Couldn't this also be the case with secondary production? Much of the work on consumer studies implies a separation of the work of producers from that of consumers. Somehow, "leisure" and "consumption" haven't implied the level of alienation and reification that we associate with "real" work. In fact, the opposite has generally been true, with critics in cultural studies characterizing work practices utilizing language and theory cribbed from leisure. That is, work practices get coded as social and cultural expression, rather than the opposite.
But if we consider leisure a form of work, or, rather, if the two have become so interpenetrated in an age of networked capitalism that it is no longer particularly helpful to analytically separate them, then we can see games as work.

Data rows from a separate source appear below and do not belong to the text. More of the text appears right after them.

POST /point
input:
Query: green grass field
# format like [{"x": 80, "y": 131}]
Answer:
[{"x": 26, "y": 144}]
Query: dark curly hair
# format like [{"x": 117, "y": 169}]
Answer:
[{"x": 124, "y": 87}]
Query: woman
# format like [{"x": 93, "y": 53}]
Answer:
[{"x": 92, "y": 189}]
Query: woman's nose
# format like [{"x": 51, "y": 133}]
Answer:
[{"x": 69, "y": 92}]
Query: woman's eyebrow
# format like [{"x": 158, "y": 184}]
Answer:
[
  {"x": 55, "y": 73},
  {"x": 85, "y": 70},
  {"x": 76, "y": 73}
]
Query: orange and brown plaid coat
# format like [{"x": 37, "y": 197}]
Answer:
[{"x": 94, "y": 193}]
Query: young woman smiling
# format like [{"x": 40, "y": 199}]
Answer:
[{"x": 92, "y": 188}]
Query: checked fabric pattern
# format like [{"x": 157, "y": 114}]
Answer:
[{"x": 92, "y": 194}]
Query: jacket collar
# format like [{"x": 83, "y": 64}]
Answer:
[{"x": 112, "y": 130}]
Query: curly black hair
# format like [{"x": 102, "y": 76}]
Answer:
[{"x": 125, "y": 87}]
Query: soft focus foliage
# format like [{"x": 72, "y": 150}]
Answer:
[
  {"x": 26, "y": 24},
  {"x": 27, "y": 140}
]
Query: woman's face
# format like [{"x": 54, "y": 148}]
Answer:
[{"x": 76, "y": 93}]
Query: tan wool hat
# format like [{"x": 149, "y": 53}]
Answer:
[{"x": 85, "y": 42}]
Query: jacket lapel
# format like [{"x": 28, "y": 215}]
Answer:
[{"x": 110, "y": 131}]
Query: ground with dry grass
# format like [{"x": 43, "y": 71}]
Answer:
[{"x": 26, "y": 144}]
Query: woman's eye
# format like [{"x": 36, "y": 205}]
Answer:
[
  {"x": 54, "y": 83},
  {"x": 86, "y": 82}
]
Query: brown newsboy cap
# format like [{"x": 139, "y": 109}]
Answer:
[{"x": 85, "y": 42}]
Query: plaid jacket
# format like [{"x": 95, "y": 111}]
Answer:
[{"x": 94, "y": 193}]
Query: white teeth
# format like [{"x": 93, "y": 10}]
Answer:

As Vandenberghe (2008: 884) notes, “With the privitization of the commons, the boundaries between production and communication, production and consumption, labour and leisure, paid and unpaid work disappear. [ . . .] When free time becomes productive, everything becomes work"
This is particularly the case in the more socially networked games that Gilsdorf explores. Without the "free labor" of 11 million WoW adherents, there would be no record-breaking profits for Blizzard Entertainment. Moreover, despite the absence of wages, it seems obvious to me that this is a form of work, similar to other forms of non-remunerated labor.
So what was most interesting to me in Fantasy Freaks and Gaming Geeks were the tales from the trenches, the narratives of labor: how many hours people lavish on costumes, the tales surrounding the acquisition of various artifacts, the hours they drove to LARPing, the time they'd put into DragonCon. A "relations of secondary production" would focus our attention on the conditions of (secondary) work: the relations of (re) production, the alienation of the (re) worker: the proletarianization of the world in the frisson of Deleuzian capitalism.
References
Vandenberghe, Frederic (2008). "Deleuzian Capitalism." Philosophy & Social Criticism 34(8): 877-903.